Does online food shopping contribute to reduced everyday travel? A time-geographical study of Swedish households.

Authors: Malin Henriksson*, Swedish National Road and Transport Research Institute, Jessica Berg, Swedish National Road and Transport Research Institute
Topics: Qualitative Methods, Transportation Geography, Social Theory
Keywords: online shopping, everyday travel, mobility, time geography, practice theory
Session Type: Paper
Day: 4/12/2018
Start / End Time: 8:00 AM / 9:40 AM
Room: Bayside C, Sheraton, 4th Floor
Presentation File: No File Uploaded

Transport researchers agree that transportation not only need to become more sustainable but also need to be reduced. Could online grocery shopping help reduce motorized transport? By combining time-geographical travel diaries and practice theory, this study explores how online grocery shopping influence mobility practices and the potential for energy savings.

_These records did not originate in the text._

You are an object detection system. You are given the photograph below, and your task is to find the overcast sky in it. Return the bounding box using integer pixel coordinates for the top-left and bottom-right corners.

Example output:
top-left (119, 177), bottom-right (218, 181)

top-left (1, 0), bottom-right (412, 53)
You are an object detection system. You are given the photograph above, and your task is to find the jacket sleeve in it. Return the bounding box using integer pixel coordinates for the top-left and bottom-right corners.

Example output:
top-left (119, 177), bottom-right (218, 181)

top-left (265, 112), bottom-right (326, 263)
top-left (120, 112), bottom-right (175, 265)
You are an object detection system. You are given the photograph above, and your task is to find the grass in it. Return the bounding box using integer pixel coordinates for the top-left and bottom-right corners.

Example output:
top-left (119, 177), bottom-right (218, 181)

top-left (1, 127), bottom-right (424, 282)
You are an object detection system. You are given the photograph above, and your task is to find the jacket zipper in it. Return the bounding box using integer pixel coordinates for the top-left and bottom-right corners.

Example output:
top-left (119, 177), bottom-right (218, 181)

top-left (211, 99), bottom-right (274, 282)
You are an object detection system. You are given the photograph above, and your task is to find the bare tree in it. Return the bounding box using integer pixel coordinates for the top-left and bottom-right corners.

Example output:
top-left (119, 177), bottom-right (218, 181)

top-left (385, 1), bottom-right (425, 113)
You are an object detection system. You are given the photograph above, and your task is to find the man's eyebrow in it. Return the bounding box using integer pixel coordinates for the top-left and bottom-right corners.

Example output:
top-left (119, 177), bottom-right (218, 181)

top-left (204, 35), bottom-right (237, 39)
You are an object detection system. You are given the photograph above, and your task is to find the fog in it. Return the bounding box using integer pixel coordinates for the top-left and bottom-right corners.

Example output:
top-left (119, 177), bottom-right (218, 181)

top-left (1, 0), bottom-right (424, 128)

The study is based on a study of 19 households that buy groceries online. The informants represent single-person households, couples, and households with young children and teenagers and were 30–60 years old. They all live in urban areas in Sweden. The research method involved interviews and travel diaries to capture the everyday practices concerning food purchasing and travel activities. This study demonstrates that online grocery shopping can be associated with a certain privileged lifestyle that coincides with unsustainable mobility practices. Online shopping offers shoppers the possibility of controlling a specific part of everyday mobility, allowing greater freedom of urban life to those who can access the service. Rather than reducing their physical mobility (including car use), the practice of online grocery shopping excludes undesirable elements from the urban experience, such as shopping with small children or queuing in supermarkets. The results will further be used to calculate the effect e-commerce has on freight and passenger transport from an energy- and a carbon perspective. The paper will conclude with a discussion on the potentials and risks with using a time-geographical approach to calculate these effects.